What do I have to specify as an object source and the other parameters?

public class MyRestResource {

 @GET
 @AnonymousAllowed
 public Response getMessage (@QueryParam ("key") String key)
 {
 PageCopyEvent (Object source, Page origin, Page destination, ConfluenceUser initiator, boolean suppressNotifications);
 }

I would then make the call via a link
localhost: 5990/refapp/rest/myrestresource/1.0/message?key=some value

Hey Jörg,

so first off it looks like you’re missing the @Path annotation on your method (unless you put that on your class?.. but it really should be on the method).

Then your method signature says you want to return a response object so at the end of your method you want something like this:

String json = ...
return Response.ok(json, MediaType.APPLICATION_JSON).build();

Now to the PageCopyEvent.
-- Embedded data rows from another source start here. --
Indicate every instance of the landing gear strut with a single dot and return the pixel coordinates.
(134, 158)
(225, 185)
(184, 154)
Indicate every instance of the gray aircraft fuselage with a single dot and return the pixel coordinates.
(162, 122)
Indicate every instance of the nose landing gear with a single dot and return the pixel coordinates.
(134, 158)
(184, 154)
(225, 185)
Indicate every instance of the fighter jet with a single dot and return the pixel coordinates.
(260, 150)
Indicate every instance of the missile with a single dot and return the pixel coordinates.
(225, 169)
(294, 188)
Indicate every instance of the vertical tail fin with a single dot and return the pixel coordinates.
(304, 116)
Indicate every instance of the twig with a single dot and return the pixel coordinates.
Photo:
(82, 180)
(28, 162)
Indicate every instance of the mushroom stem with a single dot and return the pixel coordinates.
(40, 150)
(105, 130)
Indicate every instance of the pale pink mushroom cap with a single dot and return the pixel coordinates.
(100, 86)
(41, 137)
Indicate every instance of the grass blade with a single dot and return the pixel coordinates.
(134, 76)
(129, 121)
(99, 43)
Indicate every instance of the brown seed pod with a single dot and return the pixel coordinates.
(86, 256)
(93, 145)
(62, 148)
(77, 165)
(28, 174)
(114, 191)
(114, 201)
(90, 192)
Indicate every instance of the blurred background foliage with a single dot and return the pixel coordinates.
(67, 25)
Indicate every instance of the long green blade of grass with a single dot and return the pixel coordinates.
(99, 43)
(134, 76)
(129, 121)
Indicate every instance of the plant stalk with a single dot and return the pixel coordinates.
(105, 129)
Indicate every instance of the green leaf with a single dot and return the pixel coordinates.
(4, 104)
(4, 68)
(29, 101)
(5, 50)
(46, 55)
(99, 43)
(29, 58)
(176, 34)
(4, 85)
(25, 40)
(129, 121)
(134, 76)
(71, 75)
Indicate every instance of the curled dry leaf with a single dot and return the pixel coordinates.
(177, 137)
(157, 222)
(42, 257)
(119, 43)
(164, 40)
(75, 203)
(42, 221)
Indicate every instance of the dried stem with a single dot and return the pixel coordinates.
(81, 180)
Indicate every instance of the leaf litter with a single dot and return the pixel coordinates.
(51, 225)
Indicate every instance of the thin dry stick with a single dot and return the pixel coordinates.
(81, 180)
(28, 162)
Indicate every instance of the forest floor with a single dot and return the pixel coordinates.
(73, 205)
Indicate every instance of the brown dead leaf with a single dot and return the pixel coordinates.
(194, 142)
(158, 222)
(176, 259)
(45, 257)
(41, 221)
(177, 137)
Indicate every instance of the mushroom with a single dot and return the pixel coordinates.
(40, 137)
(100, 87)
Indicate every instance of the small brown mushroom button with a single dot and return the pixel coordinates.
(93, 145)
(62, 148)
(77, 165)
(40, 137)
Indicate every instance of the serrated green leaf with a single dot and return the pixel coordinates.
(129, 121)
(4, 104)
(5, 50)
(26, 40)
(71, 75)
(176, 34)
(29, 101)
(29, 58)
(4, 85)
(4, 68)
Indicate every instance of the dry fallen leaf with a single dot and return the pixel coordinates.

Events are usually thrown by Atlassian so they are meant to be listened to. Just creating them yourself does nothing at all (without publishing them). I guess what you actually want is to have something like the PageManager injected into your class and call its methods.

BTW: From the URL you provided it also looks like you’re running the refapp and not Confluence. If you want to develop a macro you probably want to do that on Confluence. :slight_smile:

Hi Sven,

ok, @Path I had in it. I am not sure if the method call has to give something back or just calls something.
I do not understand with the PageManager. Should my class implement that? Then what function should I call to get to the CopyPageTree function? I did not find any suitable function in the documentation.

Please can you give me a little code example! Please, I’m getting crazy about that all?

So I guess the root problem is that you don’t seem to know what dependency injection is. I think you should read this. I hope after that it becomes more clear how you get a pageManager instance in your class.

You will find that the PageManager has a getPage() and that Page objects have a copyLatestVersion().